Leader of Liberal Alliance of Montenegro
- In office 1999–2002
- Preceded by: Slavko Perović
- Succeeded by: Miodrag Živković

Member of Parliament
- In office 3 November 1996 – 9 June 2004

Personal details
- Born: 27 May 1951 Cetinje, Montenegro, Yugoslavia
- Died: 9 June 2004 (aged 53) Podgorica, Montenegro, Serbia and Montenegro
- Party: Liberal Alliance of Montenegro (1992-2004)
- Alma mater: University of Montenegro
- Profession: Politician

= Miroslav Vicković =

Miroslav "Miro" Vicković (Мирослав "Миро" Вицковић; 27 May 1951 - 9 June 2004) was a Montenegrin politician and high-ranking official of the Liberal Alliance of Montenegro (LSCG).

==Early life==
===Early life and education===
His father Mihailo was a sublieutenant in the Army of Montenegro, opponent of the annexion of Kingdom of Montenegro in 1918 and participant of the Christmas Uprising in 1919. He was a deputy at the Second session of the AVNOJ, first Minister of Health of Montenegro and first post-World War II Mayor of Cetinje. His mother Anđa (née Vrbica) died when he was two years old.

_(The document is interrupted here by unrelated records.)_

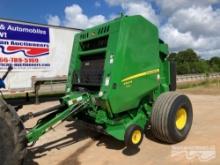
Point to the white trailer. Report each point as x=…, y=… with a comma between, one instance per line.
x=36, y=52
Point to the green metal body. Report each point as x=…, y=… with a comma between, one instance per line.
x=135, y=72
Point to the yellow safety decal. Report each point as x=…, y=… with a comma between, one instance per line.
x=154, y=71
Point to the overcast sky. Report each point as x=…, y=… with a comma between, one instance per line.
x=183, y=23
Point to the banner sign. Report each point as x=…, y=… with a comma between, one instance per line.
x=24, y=46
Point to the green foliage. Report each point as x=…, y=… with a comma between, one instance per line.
x=188, y=62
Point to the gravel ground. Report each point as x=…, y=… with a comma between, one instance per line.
x=70, y=144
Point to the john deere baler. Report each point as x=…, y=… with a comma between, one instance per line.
x=119, y=83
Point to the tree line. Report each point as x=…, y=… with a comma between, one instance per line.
x=188, y=62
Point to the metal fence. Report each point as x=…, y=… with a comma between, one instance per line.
x=196, y=77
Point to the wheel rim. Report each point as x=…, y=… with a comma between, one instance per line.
x=181, y=118
x=136, y=136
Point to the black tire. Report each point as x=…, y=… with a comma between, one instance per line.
x=12, y=136
x=164, y=118
x=130, y=133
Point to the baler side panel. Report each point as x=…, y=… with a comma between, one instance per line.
x=138, y=53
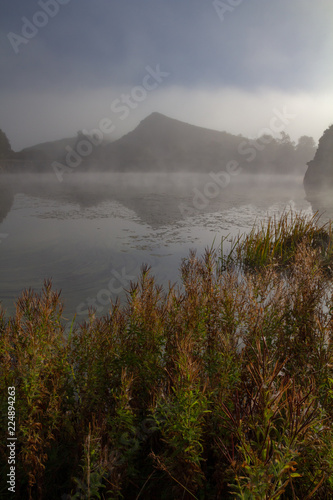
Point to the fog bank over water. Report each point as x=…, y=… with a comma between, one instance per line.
x=157, y=199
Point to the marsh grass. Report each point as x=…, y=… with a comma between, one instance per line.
x=221, y=389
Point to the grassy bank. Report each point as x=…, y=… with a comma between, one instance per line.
x=221, y=390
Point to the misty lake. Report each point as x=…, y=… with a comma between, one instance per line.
x=91, y=233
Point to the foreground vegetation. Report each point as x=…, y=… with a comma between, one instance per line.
x=220, y=389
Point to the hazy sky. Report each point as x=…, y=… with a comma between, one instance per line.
x=228, y=65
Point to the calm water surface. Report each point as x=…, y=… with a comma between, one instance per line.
x=91, y=233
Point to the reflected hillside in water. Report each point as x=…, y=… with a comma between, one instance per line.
x=162, y=199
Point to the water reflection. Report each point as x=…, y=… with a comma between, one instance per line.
x=92, y=230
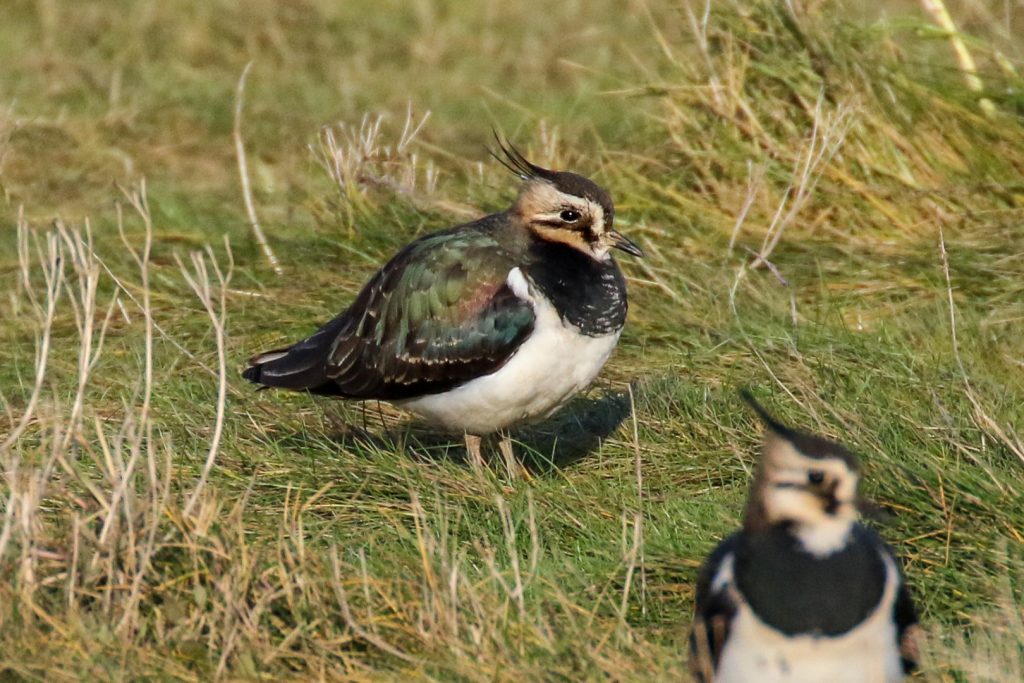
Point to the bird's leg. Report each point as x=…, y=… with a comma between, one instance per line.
x=473, y=450
x=512, y=466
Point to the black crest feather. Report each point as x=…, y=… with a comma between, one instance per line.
x=810, y=444
x=518, y=165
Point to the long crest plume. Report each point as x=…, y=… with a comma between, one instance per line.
x=516, y=163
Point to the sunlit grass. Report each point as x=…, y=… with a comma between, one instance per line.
x=824, y=208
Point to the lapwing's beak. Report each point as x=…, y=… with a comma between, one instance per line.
x=620, y=241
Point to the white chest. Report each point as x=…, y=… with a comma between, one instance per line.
x=555, y=363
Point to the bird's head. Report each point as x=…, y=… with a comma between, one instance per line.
x=566, y=208
x=804, y=482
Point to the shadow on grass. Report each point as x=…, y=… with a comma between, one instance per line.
x=571, y=434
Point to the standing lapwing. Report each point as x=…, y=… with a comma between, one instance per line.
x=804, y=592
x=480, y=327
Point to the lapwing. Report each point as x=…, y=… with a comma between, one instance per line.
x=804, y=593
x=481, y=327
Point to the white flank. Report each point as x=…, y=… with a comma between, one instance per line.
x=757, y=652
x=555, y=363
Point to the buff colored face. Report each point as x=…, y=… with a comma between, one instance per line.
x=805, y=489
x=578, y=221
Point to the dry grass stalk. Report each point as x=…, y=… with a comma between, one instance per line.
x=247, y=195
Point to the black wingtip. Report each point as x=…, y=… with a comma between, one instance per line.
x=252, y=374
x=763, y=413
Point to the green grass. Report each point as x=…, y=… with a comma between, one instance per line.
x=341, y=542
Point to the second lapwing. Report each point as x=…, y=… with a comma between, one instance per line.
x=804, y=593
x=481, y=327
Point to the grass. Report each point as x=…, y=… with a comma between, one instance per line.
x=829, y=218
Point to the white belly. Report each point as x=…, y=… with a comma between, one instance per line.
x=757, y=652
x=554, y=364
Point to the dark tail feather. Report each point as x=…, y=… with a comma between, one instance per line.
x=299, y=367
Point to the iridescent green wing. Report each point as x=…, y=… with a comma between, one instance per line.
x=438, y=314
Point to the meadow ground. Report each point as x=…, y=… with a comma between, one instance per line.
x=832, y=215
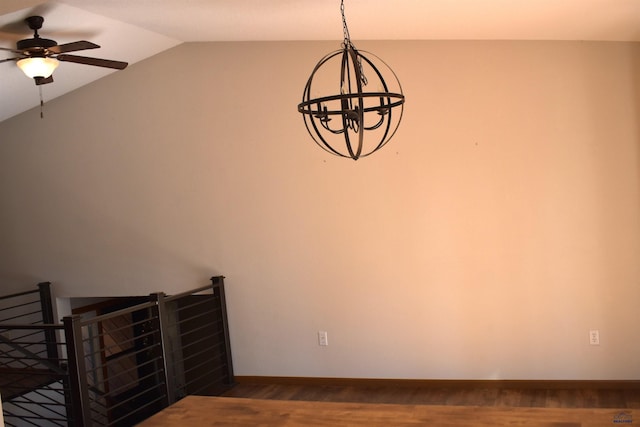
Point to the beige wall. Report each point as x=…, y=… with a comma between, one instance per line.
x=499, y=226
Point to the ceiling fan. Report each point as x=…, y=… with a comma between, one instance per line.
x=38, y=57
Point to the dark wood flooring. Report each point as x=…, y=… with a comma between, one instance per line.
x=623, y=398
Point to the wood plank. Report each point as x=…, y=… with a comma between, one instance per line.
x=204, y=411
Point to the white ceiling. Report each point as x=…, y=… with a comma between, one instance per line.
x=132, y=30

Vicković finished high school in Cetinje, before graduating from the Faculty of Law in Podgorica. He worked in the Secretariat of Internal Affairs of Montenegro from 1977 to 1990, advancing to the position of the Chief of Minister's cabinet. He resigned from the post following the AB revolution, unwilling to serve to Slobodan Milošević and his subordinates in Montenegro.

===Political career===
Vicković started his political career as a deputy of Liberal Alliance of Montenegro (LSCG) in the Podgorica Municipal Assembly (1992–1996). In March 1995, he was appointed as executive director of LSCG. He was elected to the Parliament of Montenegro in 1996, 1998, 2001 and 2002, while also serving as leader of the LSCG parliamentary group. He was elected President of LSCG in 1999, and reelected to the position again in 2002. In the same year, he was elected as Mayor of Cetinje. He died in Podgorica in 2004 after a short disease.

==Personal life==
Miroslav Vicković was married and had two daughters, Milica and Marija, and son Mirko.